I couldn’t wait to get home from work, put on shorts and a tank top, grab a coke from the fridge and my book, Unaccustomed Earth. I took them outside to sit on the deck in the hot sun. You have to take advantage of the weather when it is acting like summer.
I was prompted to pick up this book after listening to Vicki Gabereau interview the award winning author, Jhumpa Lahiri. Lahiri writes about first and second generation Bengali families -immigrants to the United States coming to terms with their adopted culture.
I was a bit taken aback, after reading the first long chapter, to find the book wasn’t a novel but a collection of short stories. I had become so completely immersed in the characters of that first story I had just wanted it to go on and on. However, the rest of the stories were just as mesmerizing.
I find it amusing that the Bengali characters were always lighting cigarettes, or openly displaying bottles of scotch on their dinner tables.

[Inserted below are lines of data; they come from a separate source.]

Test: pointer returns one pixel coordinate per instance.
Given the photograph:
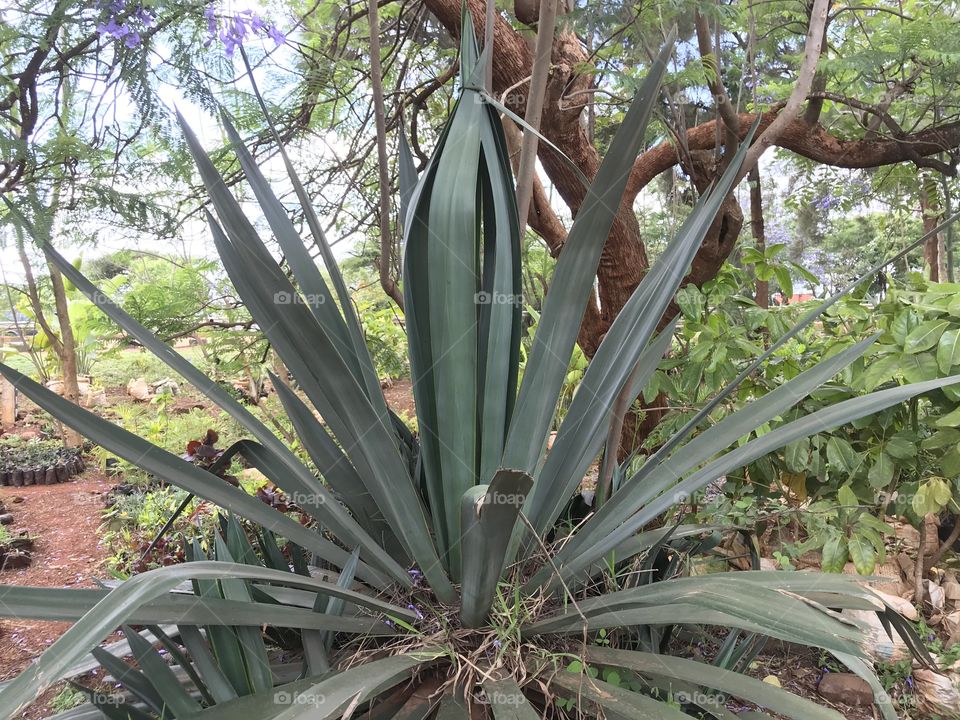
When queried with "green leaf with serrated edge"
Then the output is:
(950, 420)
(177, 471)
(946, 437)
(717, 678)
(919, 368)
(834, 553)
(623, 503)
(862, 552)
(661, 492)
(924, 336)
(842, 456)
(900, 447)
(880, 371)
(948, 350)
(110, 612)
(796, 454)
(881, 472)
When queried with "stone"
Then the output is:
(15, 559)
(902, 606)
(91, 396)
(166, 385)
(139, 389)
(951, 622)
(934, 596)
(936, 695)
(845, 688)
(908, 536)
(878, 645)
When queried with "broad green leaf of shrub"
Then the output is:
(919, 367)
(900, 447)
(932, 496)
(834, 554)
(881, 472)
(880, 370)
(863, 553)
(948, 350)
(796, 455)
(903, 324)
(841, 455)
(924, 336)
(950, 420)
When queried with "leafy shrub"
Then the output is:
(442, 534)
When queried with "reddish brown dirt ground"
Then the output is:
(64, 519)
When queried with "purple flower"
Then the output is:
(278, 37)
(211, 20)
(145, 17)
(230, 43)
(416, 610)
(110, 28)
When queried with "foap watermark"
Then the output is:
(497, 697)
(307, 697)
(302, 498)
(516, 101)
(287, 298)
(497, 298)
(701, 699)
(510, 499)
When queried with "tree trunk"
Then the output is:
(67, 350)
(930, 212)
(756, 228)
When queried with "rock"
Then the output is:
(139, 389)
(166, 386)
(878, 645)
(845, 688)
(15, 559)
(91, 396)
(904, 607)
(936, 696)
(931, 531)
(951, 622)
(908, 536)
(55, 386)
(934, 596)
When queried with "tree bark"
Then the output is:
(534, 111)
(930, 214)
(756, 228)
(385, 263)
(68, 350)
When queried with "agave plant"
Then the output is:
(440, 577)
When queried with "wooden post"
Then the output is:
(8, 404)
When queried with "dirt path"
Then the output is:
(64, 519)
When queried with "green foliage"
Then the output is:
(433, 522)
(168, 296)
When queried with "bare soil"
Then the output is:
(64, 519)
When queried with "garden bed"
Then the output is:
(37, 462)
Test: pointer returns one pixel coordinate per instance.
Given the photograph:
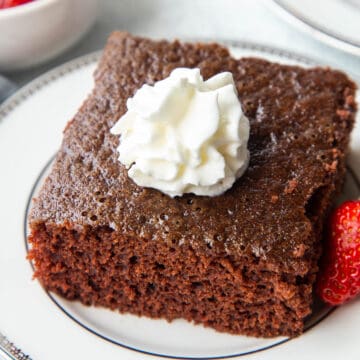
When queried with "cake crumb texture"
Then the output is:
(243, 262)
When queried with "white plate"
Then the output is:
(336, 22)
(48, 327)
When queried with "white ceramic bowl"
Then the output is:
(37, 31)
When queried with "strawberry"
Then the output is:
(11, 3)
(339, 276)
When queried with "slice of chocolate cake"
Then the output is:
(242, 262)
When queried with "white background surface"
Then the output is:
(252, 20)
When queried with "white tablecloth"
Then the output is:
(250, 20)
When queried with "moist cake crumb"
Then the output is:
(237, 262)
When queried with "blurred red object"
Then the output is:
(11, 3)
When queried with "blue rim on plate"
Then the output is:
(73, 65)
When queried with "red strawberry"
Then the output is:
(11, 3)
(339, 277)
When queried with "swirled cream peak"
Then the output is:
(184, 134)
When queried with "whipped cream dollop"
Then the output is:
(184, 134)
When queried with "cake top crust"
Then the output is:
(300, 123)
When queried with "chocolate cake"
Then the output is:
(243, 262)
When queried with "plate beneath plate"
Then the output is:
(31, 124)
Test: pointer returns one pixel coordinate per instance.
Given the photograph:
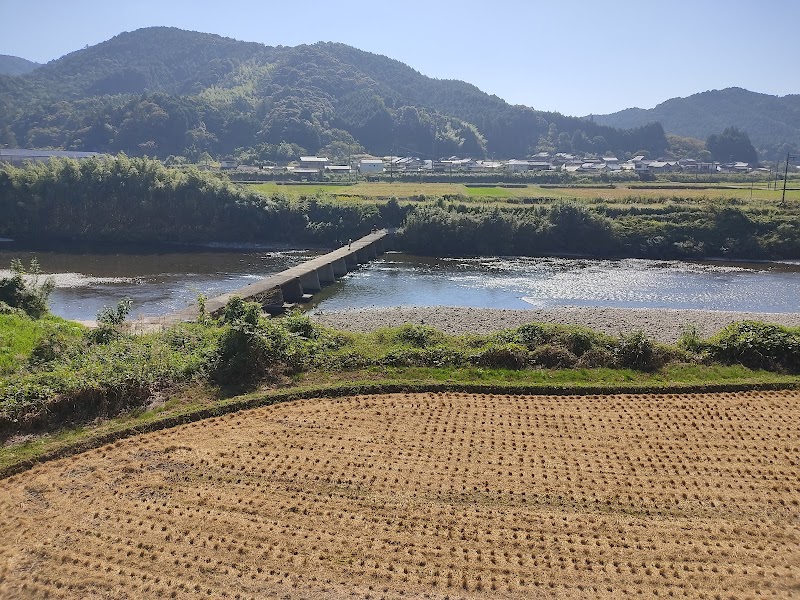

It was almost as if they had to do this to prove how Western and sophisticated they had become.
The stories are not so much about being Bengali and trying to become American so much as they are about dealing with things we all have to face, loneliness, family relationships and rebelling against parental expectations.
The central theme of the book is love. Love of parents, Love of children, love of ones spouse and how intricate and twisted love becomes when trying to find a balance between marrying for love or settling for an arranged marriage.
Each story is rich and satisfying, told with precision and detail as each characters life is tenderly unfolded and exposed.
I will now have to seek out a Jhumpa Lahiri's first collection of short stories, Interpreter Of Maladies and her novel, The Namesake. Both books have won many awards.
1 comments:
Another book to add to my list of reads. Thanks. Enjoy the sun!